La sur-conformité bancaire est devenue un sujet majeur pour le financement des PME de la base industrielle et technologique de défense (BITD), « c’est un braquage » dénonce Camille Roux, présidente et cofondatrice de Themiis. « Les critères ESG et risques réputationnels doivent être revus, et le « shaming des ONG sur les PME de la défense » doit être combattu. Pour Camille Roux, « il faut créer un fonds mixte » pour assurer la résilience et la souveraineté de la France en matière de défense. Philippe Chabrol donne l’exemple du fonds souverain turc, principalement alimenté par les revenus des lieux de jeux de hasard. De plus, la Turquie exonère d’impôts les entreprises de la défense, qui contribue à l’effort national. Ces principes d’Etat ont permis la création en 40 ans d’une BITD quasiment autonome, en opérant par ailleurs des transferts de technologie via des joint-ventures.
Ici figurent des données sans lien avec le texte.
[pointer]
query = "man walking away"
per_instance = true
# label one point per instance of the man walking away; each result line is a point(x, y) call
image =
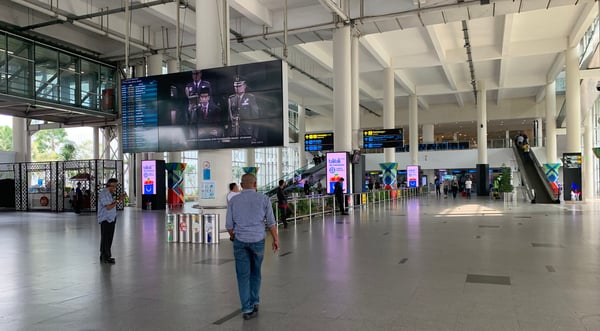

Philippe Jourdan, professeur à l’IAE, rappelle que la défense représente 4% de l’emploi en France, 20 milliards d’euros de chiffre d’affaires annuel, et contribue largement au rayonnement national à travers les exportations. « Il ne doit pas y avoir de tabou concernant le financement de l’industrie de la défense. » Il souligne qu’un effort doit être fait concernant l’innovation, dont le financement trop encadré par la DGA n’est pas adapté. La nouvelle direction de l’industrie de défense (DID) pourrait par ailleurs développer l’industrie métallurgique et sidérurgique à l’image de la Corée, dont la culture de l’intégration verticale permet de sécuriser les chaînes de valeurs.

Cette nouvelle direction de la DGA est la première à professionnaliser l’intelligence économique au profit du ministère des Armées, cherchant à assurer une meilleure circulation de l’information stratégique entre les 4000 PME de la BITD et les institutions. D’autant plus qu’« un bon dispositif de partage de l’information est primordial pour filtrer les prédations économiques et préserver sa souveraineté » explique François-Xavier Carayon, auteur de l’ouvrage Les Etats prédateurs. « Le Canada utilise un critère particulièrement intéressant basé sur le bénéfice net national, qui inclut la stabilité de la chaîne de valeur et l’emploi. Ce système de filtrage intègre les intérêts vitaux de son économie et sa prospérité dans son champ de surveillance, plus complet que celui de la procédure française des IEF. » Protéger les entreprises françaises d’ingérences étrangères, renforcer le financement de la réindustrialisation et faire preuve de patriotisme économique sont ainsi les premières étapes d’une lente reconstruction de la souveraineté française.